-
بهر این مقدار آتش شاندن ** آب پاک و بول یکسان شدن به فن
- Bu kadar bir ateşi söndürmede akılca duru ve temiz su da birdir, sidik de!
-
آتش وسواس را این بول و آب ** هر دو بنشانند همچون وقت خواب
- Vesvese ateşini, su da sidik de... her ikisi de uykunun, dert ve gussa ateşini söndürmesi gibi söndürür.
-
لیک گر واقف شوی زین آب پاک ** که کلام ایزدست و روحناک 3470
- Fakat Tanrının ruhlu sözü olan bu temiz suyun,
-
نیست گردد وسوسه کلی ز جان ** دل بیابد ره به سوی گلستان
- Candan bütün vesveseleri tamamı ile giderdiğini bilsen gönül, gül bahçesinin yolunu bulur, o bahçeye varır.
-
زانک در باغی و در جویی پرد ** هر که از سر صحف بویی برد
- Çünkü Tanrı kitaplarının sırrından bir koku alan, bağlarda, dere kıyılarında uçar durur.
-
یا تو پنداری که روی اولیا ** آنچنان که هست میبینیم ما
- Sen yoksa velilerin yüzünü de bizim gördüğümüz gibi midir sanırsın?
-
در تعجب مانده پیغامبر از آن ** چون نمیبینند رویم مومنان
- Peygamber bile müminler nasıl oluyor da benim yüzümü göremiyorlar diye hayrette kaldı.
-
چون نمیبینند نور روم خلق ** که سبق بردست بر خورشید شرق 3475
- Halk, nasıl oluyor da yüzümün nurunu görmüyorlar?

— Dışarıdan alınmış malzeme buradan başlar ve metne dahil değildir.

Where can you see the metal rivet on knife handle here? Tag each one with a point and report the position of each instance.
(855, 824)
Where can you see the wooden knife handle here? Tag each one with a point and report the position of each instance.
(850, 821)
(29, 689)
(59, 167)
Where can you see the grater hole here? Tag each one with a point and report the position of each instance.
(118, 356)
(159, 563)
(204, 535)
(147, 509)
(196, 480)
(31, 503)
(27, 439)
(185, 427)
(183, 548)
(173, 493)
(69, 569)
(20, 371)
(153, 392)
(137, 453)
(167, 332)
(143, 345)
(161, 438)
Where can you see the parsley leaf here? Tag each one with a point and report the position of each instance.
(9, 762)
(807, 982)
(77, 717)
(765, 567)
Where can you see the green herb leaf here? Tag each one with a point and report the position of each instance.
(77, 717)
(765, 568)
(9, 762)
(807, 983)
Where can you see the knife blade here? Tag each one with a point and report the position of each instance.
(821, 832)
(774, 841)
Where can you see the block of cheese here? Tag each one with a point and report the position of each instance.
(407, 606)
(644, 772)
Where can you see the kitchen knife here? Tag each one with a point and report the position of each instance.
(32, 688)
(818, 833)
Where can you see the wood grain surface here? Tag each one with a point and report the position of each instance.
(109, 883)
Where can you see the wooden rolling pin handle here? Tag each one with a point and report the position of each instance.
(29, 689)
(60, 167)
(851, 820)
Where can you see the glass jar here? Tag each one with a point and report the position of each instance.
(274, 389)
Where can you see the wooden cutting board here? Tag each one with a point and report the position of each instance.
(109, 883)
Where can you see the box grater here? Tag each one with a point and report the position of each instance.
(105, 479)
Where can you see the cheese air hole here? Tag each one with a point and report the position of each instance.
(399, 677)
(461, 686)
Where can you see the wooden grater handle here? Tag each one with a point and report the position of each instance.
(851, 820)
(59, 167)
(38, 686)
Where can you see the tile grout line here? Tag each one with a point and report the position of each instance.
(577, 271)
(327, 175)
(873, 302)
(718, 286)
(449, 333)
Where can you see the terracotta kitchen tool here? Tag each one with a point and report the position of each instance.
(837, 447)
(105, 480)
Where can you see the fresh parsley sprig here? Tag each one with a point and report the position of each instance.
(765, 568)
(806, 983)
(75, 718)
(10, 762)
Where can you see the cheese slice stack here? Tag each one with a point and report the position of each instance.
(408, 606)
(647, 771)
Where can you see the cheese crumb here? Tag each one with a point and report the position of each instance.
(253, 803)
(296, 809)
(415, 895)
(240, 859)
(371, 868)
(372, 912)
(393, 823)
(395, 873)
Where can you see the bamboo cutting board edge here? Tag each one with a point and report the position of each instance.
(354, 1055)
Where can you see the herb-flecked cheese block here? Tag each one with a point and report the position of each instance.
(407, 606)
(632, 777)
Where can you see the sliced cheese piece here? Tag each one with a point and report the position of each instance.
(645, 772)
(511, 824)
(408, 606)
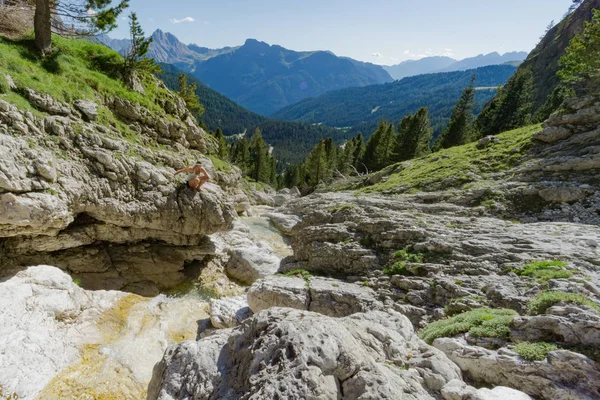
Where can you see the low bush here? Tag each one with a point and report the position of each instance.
(534, 351)
(482, 322)
(540, 303)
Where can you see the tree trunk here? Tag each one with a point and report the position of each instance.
(43, 27)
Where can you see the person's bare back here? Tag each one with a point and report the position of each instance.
(197, 176)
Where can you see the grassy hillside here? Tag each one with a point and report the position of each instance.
(459, 167)
(292, 141)
(363, 108)
(77, 70)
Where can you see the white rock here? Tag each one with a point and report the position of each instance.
(229, 312)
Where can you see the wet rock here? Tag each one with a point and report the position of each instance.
(229, 312)
(45, 319)
(568, 324)
(299, 354)
(249, 264)
(283, 222)
(562, 194)
(89, 109)
(326, 296)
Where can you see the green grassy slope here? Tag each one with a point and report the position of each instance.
(460, 166)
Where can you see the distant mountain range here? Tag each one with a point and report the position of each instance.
(360, 109)
(260, 77)
(292, 141)
(447, 64)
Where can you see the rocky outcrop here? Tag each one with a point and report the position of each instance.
(325, 296)
(103, 204)
(61, 341)
(569, 324)
(229, 312)
(251, 263)
(45, 319)
(564, 375)
(285, 353)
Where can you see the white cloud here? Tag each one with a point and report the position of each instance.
(179, 21)
(417, 55)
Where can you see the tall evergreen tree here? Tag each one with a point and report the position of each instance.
(223, 152)
(460, 125)
(91, 16)
(359, 152)
(316, 164)
(188, 94)
(414, 135)
(260, 168)
(240, 154)
(581, 61)
(511, 108)
(380, 147)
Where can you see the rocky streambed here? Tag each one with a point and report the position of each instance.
(61, 341)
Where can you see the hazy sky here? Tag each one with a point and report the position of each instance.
(378, 31)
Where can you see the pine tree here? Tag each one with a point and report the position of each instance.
(414, 135)
(379, 149)
(135, 61)
(240, 155)
(316, 164)
(359, 152)
(260, 166)
(511, 108)
(581, 61)
(223, 151)
(188, 94)
(460, 125)
(91, 17)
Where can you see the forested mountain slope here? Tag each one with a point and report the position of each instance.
(292, 141)
(363, 108)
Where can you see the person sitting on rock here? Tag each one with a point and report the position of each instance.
(197, 175)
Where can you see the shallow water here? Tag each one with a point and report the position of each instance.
(263, 230)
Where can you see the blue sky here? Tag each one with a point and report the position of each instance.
(378, 31)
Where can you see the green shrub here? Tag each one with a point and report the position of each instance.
(3, 84)
(540, 303)
(482, 322)
(534, 351)
(299, 273)
(402, 258)
(545, 270)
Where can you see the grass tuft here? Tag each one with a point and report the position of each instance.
(482, 322)
(534, 351)
(539, 304)
(545, 270)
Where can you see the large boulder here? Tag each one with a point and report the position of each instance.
(107, 209)
(564, 375)
(251, 263)
(568, 324)
(292, 354)
(45, 319)
(322, 295)
(229, 312)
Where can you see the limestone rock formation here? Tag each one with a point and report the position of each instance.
(45, 319)
(563, 375)
(325, 296)
(285, 353)
(102, 203)
(229, 312)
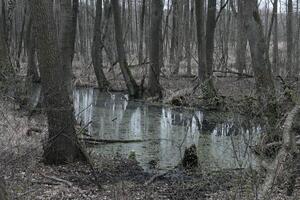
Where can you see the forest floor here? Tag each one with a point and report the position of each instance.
(115, 178)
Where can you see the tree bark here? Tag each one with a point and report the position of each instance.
(154, 87)
(131, 84)
(289, 35)
(67, 41)
(5, 66)
(275, 39)
(32, 70)
(3, 193)
(62, 146)
(141, 42)
(241, 41)
(199, 8)
(188, 37)
(264, 84)
(97, 56)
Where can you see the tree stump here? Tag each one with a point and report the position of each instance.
(190, 158)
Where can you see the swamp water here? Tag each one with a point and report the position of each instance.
(222, 140)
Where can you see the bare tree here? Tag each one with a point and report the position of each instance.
(154, 87)
(62, 146)
(141, 37)
(3, 193)
(206, 48)
(199, 8)
(5, 65)
(241, 41)
(265, 89)
(67, 40)
(97, 47)
(131, 84)
(32, 69)
(289, 35)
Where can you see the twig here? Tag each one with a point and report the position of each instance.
(153, 178)
(58, 179)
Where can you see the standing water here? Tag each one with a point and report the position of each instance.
(222, 142)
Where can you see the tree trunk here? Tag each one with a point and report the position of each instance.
(275, 39)
(154, 87)
(187, 37)
(141, 42)
(208, 86)
(199, 8)
(265, 89)
(62, 146)
(241, 41)
(3, 193)
(97, 47)
(5, 66)
(289, 35)
(67, 41)
(131, 84)
(32, 70)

Halbuki o nur, doğu güneşinin nurunu bile aştı...
-
ور همیبینند این حیرت چراست ** تا که وحی آمد که آن رو در خفاست
- Yok, görüp duruyorlarsa bu şaşırma nedir? diyordu. Nihayet o yüz, gizlilikler âlemindedir diye vahiy geldi.
-
سوی تو ماهست و سوی خلق ابر ** تا نبیند رایگان روی تو گبر
- Yüzünü kâfirler görmesin diye sence ay ama halka göre bulut.